The 43rd GJS SeminarGeopolitics as s Traveling Theory: The Evolution of Geopolitical Imagination in Japan, 1925-1945

Date and time: October 16, 2017 (Mon.), 5:00-6:00PM
Venue: First Meeting Room (3F), Institute for Advanced Studies on Asia, The University of Tokyo
Speaker: Atsuko Watanabe (Associate Fellow, The Centre for the Study of Regionalisation and Globalisation, the University of Warwick)

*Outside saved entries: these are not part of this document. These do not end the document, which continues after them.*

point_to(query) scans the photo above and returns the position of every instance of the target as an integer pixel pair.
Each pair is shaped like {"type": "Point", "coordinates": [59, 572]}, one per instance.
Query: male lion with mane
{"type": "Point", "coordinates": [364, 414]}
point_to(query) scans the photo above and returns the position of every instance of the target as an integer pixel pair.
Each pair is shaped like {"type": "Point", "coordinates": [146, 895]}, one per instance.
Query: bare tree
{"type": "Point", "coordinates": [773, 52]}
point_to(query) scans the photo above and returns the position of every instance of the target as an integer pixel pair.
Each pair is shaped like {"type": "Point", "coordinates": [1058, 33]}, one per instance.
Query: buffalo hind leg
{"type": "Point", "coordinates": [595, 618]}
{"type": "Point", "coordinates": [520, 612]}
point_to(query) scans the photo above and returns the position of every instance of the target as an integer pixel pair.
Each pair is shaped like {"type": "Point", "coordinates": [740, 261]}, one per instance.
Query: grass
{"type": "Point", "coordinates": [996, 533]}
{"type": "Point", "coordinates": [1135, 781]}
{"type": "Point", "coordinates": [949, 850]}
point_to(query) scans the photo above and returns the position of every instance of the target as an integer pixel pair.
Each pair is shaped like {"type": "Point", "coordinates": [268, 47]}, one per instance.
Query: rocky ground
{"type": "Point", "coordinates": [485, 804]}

Language: English and Japanese

Abstract: Classical geopolitics is the theory that was originally developed in the late nineteenth century Europe and disseminated some parts of the world including wartime Japan. Japanese geopolitics has been an abandoned field of study due to its anathematic past, despite its significance in wartime intellectual life. Meanwhile, Europe’s role in disseminating knowledge globally to shape the world according to its standards is an unchallenged premise in world politics. Its utmost example is the concept of the state, by which the world is assumed to be divided into bounded territories. The present study challenges this ground by taking interdisciplinary approaches in which contributions of academic literature in the West and studies of intellectual history in Japan are carefully bridged. It shows how political theory as text travels inter-regionally by interrogating the way how Japan imported classical geopolitics as the theory of the modern state however to explain regional developments in the second quarter of the twentieth century. It demonstrates that the same theory can invoke diverged imaginations. It is, therefore, a study that focuses on the transformation of power, knowledge and subjectivity in time and space.